The American Cable Association asserts that cable subscription rates have risen as a result of "excessively large retransmission consent gains" -- blaming the money that TV stations have received in recent years from cable operators to carry their signals.
The National Association of Broadcasters disagrees, saying the cable operators' gross profits increased to $62.99 per subscriber per month in 2006 from $48.96 per subscriber per month in 2003 -- an increase of $14.03 per subscriber per month.
But this was not in line with cable operators' growth in overall programming expenses, including retransmission fees -- which have risen to $18.47 from $15.63 -- a small increase of $2.84 per subscriber per month.
"With cable's profits rising five times as much as their programming expenses, it is absolutely illogical to claim that retransmission consent plays a significant role in the continued escalation of cable subscription rates," said Dennis Wharton, NAB executive vice president.
The NAB said a recent study noted that retransmission consent fees are a tiny addition to cable operators' cost -- accounting for only two-tenths of 1% of cable revenues today, with estimates that they will never rise above 1%.
The ACA says the NAB study is skewed to just the big cable operators; it's not representative of the small to mid-size cable operators that are members of the ACA.
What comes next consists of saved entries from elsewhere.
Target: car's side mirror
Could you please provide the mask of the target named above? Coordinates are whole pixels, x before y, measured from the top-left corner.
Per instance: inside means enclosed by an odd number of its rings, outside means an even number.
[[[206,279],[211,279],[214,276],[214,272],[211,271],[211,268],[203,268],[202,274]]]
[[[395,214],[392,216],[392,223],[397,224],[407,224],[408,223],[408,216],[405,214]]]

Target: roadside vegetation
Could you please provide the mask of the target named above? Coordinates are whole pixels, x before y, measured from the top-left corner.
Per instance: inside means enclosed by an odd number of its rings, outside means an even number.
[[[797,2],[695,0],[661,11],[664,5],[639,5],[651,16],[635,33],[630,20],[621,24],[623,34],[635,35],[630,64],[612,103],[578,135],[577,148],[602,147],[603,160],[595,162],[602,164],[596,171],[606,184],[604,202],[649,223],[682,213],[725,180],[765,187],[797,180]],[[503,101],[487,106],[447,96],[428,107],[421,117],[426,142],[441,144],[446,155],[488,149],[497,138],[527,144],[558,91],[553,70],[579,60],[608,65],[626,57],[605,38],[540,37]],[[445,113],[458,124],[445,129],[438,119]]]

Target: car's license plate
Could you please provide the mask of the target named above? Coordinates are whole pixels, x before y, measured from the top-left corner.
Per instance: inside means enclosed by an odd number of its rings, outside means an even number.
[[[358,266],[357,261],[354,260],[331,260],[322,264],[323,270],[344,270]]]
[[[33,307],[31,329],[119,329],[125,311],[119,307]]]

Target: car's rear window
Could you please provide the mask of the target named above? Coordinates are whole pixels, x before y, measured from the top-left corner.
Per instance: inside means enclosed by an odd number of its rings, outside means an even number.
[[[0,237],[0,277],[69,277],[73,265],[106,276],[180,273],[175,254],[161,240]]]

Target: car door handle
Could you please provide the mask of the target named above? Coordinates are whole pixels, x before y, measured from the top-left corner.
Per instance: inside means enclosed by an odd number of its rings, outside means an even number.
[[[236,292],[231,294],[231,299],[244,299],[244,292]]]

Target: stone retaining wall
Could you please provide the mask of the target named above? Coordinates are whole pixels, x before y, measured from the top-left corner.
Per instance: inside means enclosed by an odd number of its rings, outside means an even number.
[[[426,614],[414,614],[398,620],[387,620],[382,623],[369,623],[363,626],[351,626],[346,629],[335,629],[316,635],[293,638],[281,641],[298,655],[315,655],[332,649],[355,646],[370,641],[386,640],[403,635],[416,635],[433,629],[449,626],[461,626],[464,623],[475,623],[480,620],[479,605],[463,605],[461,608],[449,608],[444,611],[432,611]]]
Taking issue with the NAB study, Matthew Polka, president/CEO of the ACA, said in a statement: "The study is based on data that the NAB collected from four large publicly traded cable operators that each serve many millions of customers.
"Because no ACA member was included in the portion of the NAB study that compared programming costs to profits, it's an irrelevant response to ACA's May 7 release that documented excessively large retransmission consent gains by several local TV station groups."